3.3. Effect of EA on CGRP expression in injured spinal cord Western blot analysis was used to detect CGRP expression in spinal segments (T9–T11) from each of the five groups. The results show lower levels of CGRP expression in the SCI group (14 days post-injury) as compared to the normal group. However, the three groups receiving EA all displayed higher than normal levels of CGRP expression following 7 days of treatment, and compared with two EA control groups, CGRP expression in the GV-EA group was significantly higher (Fig. 4). CGRP immunoreaction product was mainly confined to laminae I and II within the dorsal horn of the spinal cord bilaterally (Fig. 4).

3.4. Effect of unilateral dorsal rhizotomy on CGRP expression in injured spinal cord To assess whether the stimulation information from GV-EA treatment might have been transmitted through some neural pathway, we measured the CGRP immunoreaction region after performing a unilateral dorsal rhizotomy. Following GV-EA treatment the CGRP immunoreaction region at the right spinal dorsal horn was significantly less than at the left spinal dorsal horn in unilaterally dorsal rhizotomied SCI rats, regardless of whether point nerve blocking was performed (Fig. 5). Although the GV-EA⁄ group and GV-NB⁄ group displayed no significant difference in the CGRP immunoreaction region the left spinal dorsal horns, the GV-NB⁄ group did display a significantly smaller immunoreaction region at the right spinal dorsal horns.
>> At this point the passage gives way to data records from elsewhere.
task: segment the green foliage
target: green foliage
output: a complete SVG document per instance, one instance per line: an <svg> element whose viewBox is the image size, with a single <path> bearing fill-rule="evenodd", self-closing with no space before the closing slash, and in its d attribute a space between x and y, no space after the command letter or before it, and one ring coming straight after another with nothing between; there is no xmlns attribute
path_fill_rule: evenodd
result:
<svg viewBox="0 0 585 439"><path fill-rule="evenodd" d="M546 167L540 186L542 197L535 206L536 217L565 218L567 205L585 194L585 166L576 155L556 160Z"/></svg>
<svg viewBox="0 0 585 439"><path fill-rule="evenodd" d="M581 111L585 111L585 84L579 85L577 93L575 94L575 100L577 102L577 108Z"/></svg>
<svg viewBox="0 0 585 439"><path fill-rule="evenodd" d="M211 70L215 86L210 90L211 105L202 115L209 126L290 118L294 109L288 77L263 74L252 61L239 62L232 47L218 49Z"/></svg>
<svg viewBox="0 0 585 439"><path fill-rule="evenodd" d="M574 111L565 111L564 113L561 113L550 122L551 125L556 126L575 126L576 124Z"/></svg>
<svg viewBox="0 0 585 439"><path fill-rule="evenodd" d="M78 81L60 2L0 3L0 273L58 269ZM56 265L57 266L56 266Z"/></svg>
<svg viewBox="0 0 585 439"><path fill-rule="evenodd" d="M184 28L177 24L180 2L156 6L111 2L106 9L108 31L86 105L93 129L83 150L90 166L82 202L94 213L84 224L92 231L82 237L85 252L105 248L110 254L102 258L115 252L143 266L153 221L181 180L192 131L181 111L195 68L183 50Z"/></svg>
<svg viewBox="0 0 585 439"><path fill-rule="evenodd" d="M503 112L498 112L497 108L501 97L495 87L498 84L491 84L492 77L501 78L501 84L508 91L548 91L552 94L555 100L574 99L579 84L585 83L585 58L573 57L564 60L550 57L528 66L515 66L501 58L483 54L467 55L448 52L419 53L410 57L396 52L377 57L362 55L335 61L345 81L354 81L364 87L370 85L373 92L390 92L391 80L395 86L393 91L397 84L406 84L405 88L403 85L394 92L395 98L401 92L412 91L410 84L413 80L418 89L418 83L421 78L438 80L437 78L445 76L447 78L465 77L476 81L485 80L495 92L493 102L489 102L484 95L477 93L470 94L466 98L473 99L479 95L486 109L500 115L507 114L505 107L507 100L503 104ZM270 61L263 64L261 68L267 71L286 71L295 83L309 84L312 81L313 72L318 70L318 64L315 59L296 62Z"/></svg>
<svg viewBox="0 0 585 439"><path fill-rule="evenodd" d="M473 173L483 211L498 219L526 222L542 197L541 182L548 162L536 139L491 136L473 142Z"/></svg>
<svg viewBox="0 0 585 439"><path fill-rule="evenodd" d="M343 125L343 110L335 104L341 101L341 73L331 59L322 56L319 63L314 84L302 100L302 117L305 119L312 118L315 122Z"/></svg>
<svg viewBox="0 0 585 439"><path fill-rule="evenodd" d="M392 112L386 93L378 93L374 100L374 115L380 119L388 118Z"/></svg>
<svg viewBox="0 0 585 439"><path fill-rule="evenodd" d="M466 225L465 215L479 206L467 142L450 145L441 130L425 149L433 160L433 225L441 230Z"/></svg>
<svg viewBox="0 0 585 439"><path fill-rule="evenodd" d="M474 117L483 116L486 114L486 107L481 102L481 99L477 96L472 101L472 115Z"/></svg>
Fig. 3. Comparison of the number of survival neurons in CN and RN between the PBS and CGRP groups (n = 7 in each group). (A, B, D, and E): Showing neutral red staining of CN and RN between the PBS and CGRP groups. (A and B) The labeled area points to CN area. Arrows show survival cells. (D and E) The labeled area points to RN area. Arrows show survival cells. (C and F) ⁄p < 0.05, ⁄⁄p < 0.01, compared with the PBS group.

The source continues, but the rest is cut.